Who Needs Pillows Anyways?

By Ivo Dimitrov

A semester at UCU should be enough to scatter the illusion of a healthy eight-hour night and a fresh and well-rested you for Monday’s 9 a.m. class. It’s time to move on from the unscrupulous childhood lies and embrace the beauty of a sleepless night. Luckily, on campus you’ll find plenty of opportunities to master the different forms of this, to some, mysterious art.

No better place to start than the classic ‘midterms’ week all-nighter’. An essay deadline whose existence you ignored passionately, or an exam you conveniently forgot to put in your diary? Perfect opportunities! Once you have accepted giving up that quality time with your bed, the possibilities are endless. Sure, take your time to prepare – a bubble bath (improvise with a bucket), some candles in your room… Create the perfect atmosphere for you and your computer to become one in the darkest hours of the night, crafting flawless arguments and brilliant APA style references. In the morning, you find yourself in a state of trance with an essay that hints at weeks of extensive research. Bingo!
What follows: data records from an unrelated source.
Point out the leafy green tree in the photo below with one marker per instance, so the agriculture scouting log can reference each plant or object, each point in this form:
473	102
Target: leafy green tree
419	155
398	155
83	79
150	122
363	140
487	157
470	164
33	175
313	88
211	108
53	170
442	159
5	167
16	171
Should you find yourself in the unthinkable situation of having no deadlines looming, do not despair – you can always count on your friends for some good sleep deprivation. See, one thing UCU students like more than thinking about thinking is sharing their profound thoughts with other like-minded highbrows. A late-night cup of tea quickly evolves into a bottle of wine, as the hours pass and you two slowly embrace the torch of Enlightenment you were always meant to carry. Kant would be jealous.

And in case your friends let you down, there still is the prospect of an endless Thursday night. Why waste your time on rest, when you can gain invaluable life experience on the dance floor, preferably with a few shots beforehand? Don’t even think of leaving at 1 a.m. – you are livin’ la vida loca! After hours of dancing you will naturally end up in a weird unit with a bunch of peculiar off-campus people, enjoying some quality döner you most definitely did not order. Now, would you miss that for some stupid nap?

Or imagine a different scenario: after being kicked out of Voltaire at night (because that’s the person you have become at UCU), you realize you have left your keys there. No point in knocking on your unit door, while screaming, weeping and sending neurotic texts to your unit mates. Of course they would be out of town just as you find yourself locked out. And of course it’s 2 degrees outside, even though it’s the end of March. Now you can look forward to an exciting and lively night, spent freezing to death after failed attempts to climb in through the window. Kiss slumberland goodbye.

Look, there’s no point in denying it: whatever your path to wakeful wisdom, UCU will get you there sooner or later. You and sleep were just never meant to be. Accept it, and enjoy your transformation into a zombie-like insomniac. It’s absolutely worth it.